India opened as new study abroad option for SU students
The Division of International Programs Abroad is constantly trying to allow Syracuse University students the chance to explore and learn in a variety of countries. In accordance with this goal, DIPA has added India as another country for students to study abroad in as soon as this upcoming fall semester.
The hiring of Susanne Wadley, the assistant dean in The College of Arts and Sciences and a Ford Maxwell professor of South Asian studies, set expanding the study abroad programs in motion. Wadley is also an anthropologist with a specialty in Indian culture and tradition.
‘We’ve never had a program abroad in India. Someone had to take the leap to make that happen,’ Wadley said. ‘India’s amazing because it pushes you harder than going to Europe does or going to Hong Kong does in terms of challenging you to think about your assumptions about the world.’
The program will begin next semester due to a collaboration with Emory University, the University of Washington and the University of Iowa, which has had a study-abroad program in India in existence for the last six years.
SU expects the program to start off slow and plans for around five students to be the first to participate. Yet, through word of mouth, Wadley said she hopes those numbers will double within a year and stay constant.
The program will begin in mid-August with an eight-week teaching period, during which students will take three courses, including a course on Indian language.
The program is going to target every college on campus but focus on specifically on women’s studies, anthropology, political science, business, sociology, film and language courses, according to a DIPA press release.

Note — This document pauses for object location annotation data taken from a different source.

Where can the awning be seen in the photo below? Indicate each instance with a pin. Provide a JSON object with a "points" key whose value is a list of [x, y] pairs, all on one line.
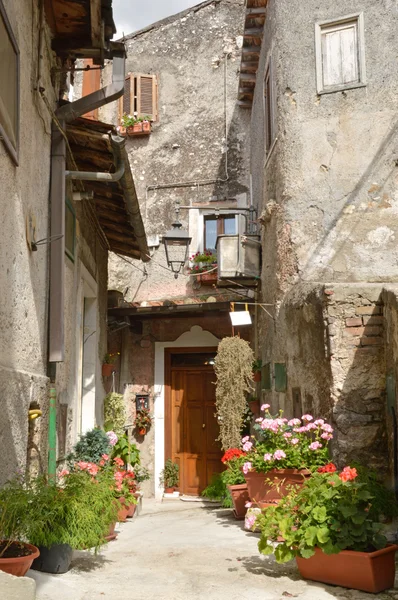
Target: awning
{"points": [[115, 203]]}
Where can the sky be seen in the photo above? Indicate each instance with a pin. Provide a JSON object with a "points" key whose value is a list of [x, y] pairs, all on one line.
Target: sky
{"points": [[131, 15]]}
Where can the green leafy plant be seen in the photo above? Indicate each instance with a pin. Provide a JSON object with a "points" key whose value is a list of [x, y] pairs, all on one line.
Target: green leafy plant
{"points": [[257, 365], [143, 419], [127, 451], [330, 511], [77, 511], [282, 444], [169, 476], [91, 446], [233, 367], [14, 505], [114, 413]]}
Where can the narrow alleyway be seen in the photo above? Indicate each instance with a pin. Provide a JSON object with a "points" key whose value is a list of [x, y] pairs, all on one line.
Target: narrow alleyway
{"points": [[180, 551]]}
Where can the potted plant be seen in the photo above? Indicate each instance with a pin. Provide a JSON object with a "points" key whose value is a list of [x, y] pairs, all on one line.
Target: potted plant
{"points": [[169, 476], [74, 513], [143, 421], [284, 452], [108, 364], [332, 529], [233, 478], [254, 404], [16, 556], [204, 265], [257, 366]]}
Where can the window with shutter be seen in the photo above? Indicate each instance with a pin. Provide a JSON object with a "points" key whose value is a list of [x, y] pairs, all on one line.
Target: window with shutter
{"points": [[340, 54], [140, 96]]}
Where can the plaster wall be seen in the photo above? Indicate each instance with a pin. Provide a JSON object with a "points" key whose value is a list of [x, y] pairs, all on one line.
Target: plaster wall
{"points": [[23, 274], [200, 137]]}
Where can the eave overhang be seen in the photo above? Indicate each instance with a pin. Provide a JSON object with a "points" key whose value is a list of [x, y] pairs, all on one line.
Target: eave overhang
{"points": [[252, 38]]}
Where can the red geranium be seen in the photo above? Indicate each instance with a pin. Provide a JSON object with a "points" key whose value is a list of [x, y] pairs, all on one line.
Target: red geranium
{"points": [[231, 454], [329, 468]]}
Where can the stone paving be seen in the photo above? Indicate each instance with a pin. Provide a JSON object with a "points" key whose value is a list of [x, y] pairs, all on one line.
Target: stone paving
{"points": [[180, 551]]}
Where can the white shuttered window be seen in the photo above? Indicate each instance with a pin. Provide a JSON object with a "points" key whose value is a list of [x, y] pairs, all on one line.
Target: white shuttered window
{"points": [[340, 54]]}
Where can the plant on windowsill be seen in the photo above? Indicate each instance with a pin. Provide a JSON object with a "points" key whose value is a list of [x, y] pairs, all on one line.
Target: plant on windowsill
{"points": [[169, 476], [143, 421], [333, 530], [257, 366], [108, 363], [204, 265], [132, 125]]}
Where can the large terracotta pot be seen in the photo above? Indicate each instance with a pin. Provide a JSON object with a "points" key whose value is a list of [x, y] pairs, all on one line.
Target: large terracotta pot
{"points": [[367, 571], [20, 565], [123, 510], [240, 496], [273, 485]]}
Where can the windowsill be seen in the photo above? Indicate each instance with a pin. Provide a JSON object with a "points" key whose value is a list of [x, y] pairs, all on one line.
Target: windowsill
{"points": [[270, 152], [340, 88]]}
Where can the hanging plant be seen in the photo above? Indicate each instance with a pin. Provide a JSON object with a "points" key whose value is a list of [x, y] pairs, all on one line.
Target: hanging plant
{"points": [[114, 413], [233, 367]]}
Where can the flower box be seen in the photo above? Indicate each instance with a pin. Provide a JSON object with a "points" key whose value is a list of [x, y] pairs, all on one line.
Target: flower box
{"points": [[367, 571], [273, 485], [240, 496], [141, 128]]}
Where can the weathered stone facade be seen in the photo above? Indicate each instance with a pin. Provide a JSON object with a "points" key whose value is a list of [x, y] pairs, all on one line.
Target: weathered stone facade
{"points": [[327, 195]]}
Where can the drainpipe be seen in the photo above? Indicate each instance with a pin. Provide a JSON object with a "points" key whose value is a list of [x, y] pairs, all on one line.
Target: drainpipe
{"points": [[52, 436]]}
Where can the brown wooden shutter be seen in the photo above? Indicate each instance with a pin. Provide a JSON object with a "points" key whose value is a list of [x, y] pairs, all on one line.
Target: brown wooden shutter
{"points": [[126, 105], [147, 93]]}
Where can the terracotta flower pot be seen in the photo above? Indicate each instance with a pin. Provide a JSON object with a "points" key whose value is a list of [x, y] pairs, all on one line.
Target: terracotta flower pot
{"points": [[123, 510], [367, 571], [107, 369], [273, 485], [20, 565], [240, 496], [254, 406], [111, 534]]}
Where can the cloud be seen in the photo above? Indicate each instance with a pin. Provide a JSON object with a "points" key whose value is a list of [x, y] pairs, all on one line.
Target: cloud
{"points": [[132, 15]]}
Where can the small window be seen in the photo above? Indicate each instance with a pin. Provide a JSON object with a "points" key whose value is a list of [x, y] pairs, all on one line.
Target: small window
{"points": [[269, 110], [340, 54], [70, 230], [214, 226], [140, 96], [9, 87]]}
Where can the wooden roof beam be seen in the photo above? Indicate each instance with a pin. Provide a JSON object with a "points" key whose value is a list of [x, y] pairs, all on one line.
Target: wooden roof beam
{"points": [[96, 23]]}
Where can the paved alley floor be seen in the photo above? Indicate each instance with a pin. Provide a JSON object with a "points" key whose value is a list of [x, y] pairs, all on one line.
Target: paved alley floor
{"points": [[179, 551]]}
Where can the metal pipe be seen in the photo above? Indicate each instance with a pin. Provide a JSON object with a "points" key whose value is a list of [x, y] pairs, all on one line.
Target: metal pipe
{"points": [[52, 436]]}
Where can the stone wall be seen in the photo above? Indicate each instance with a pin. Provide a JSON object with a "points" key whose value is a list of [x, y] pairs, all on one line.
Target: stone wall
{"points": [[24, 191], [201, 136]]}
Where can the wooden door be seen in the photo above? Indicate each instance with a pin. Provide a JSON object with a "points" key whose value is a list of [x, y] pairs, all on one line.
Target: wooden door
{"points": [[194, 428]]}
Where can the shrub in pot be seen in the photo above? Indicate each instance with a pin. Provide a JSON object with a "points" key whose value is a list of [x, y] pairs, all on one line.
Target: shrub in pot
{"points": [[16, 556], [169, 476], [331, 528], [233, 478], [75, 513], [284, 452]]}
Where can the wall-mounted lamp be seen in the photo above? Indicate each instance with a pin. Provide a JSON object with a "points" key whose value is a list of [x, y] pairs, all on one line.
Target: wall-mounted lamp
{"points": [[240, 317], [176, 244]]}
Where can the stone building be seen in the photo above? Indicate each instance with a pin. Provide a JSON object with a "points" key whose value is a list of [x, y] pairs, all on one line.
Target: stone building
{"points": [[324, 177], [182, 72], [55, 233]]}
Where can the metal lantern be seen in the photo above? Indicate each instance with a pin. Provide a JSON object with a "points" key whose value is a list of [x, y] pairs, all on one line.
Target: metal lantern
{"points": [[176, 245]]}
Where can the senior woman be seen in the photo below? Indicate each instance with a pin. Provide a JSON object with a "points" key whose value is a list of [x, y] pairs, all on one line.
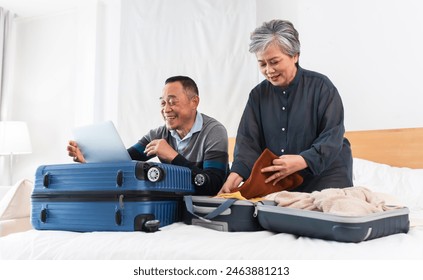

The program will also focus on the effects of globalization on India’s traditional culture, Wadley said.
‘DIPA is encouraging students to think beyond traditions and study elsewhere,’ said Jon Booth, deputy director of DIPA. ‘India is historically an emerging player on the world scene. It’s useful for Americans to understand India and its people and culture because we’re becoming more and more contact with them in our daily life.’
Within the program, Wadley will lead a two-week field study that will take all the students from their home base in southern India to Rajasthan in the Northwest. There, students will view local villages and towns which are inhabited by struggling craft artists trying to keep their culture alive in the face of modern society.
The program will conclude with an internship or a research project on some aspect of the subject they have been studying while in India.
‘I hope students will be getting a sense of the challenges that traditional craft communities face,’ Wadley said. ‘How global marketing is playing a role in maintaining a livelihood in other parts of the world.’
DIPA’s newest program will also be its cheapest. While tuition will remain the same at $12,860, the program fee is only $2,400. The program fees for the London and Italy programs are $6,225 and $7,050, respectively, according to the Web site. The program fee includes room, board, food and the cost of the seminar. The facilities are promised to be first-class in terms of the dormitories in South India, Wadley said.
‘Americans don’t go to India as they go to other places,’ said Amanda Goldman, a junior psychology major. ‘Italy and London seem like a normal distention, but India seems like it would be a lot more eye-opening culturally for Americans.’
Wadley said she has high hopes for its latest addition to its study abroad curriculum, and expects it to succeed next fall and for the years to come.
‘India is an incredible country with wonderful people, and it’s such a different place than America,’ she said. ‘India opens people’s eyes to the rest of the world and I am delighted that we are offering this now.’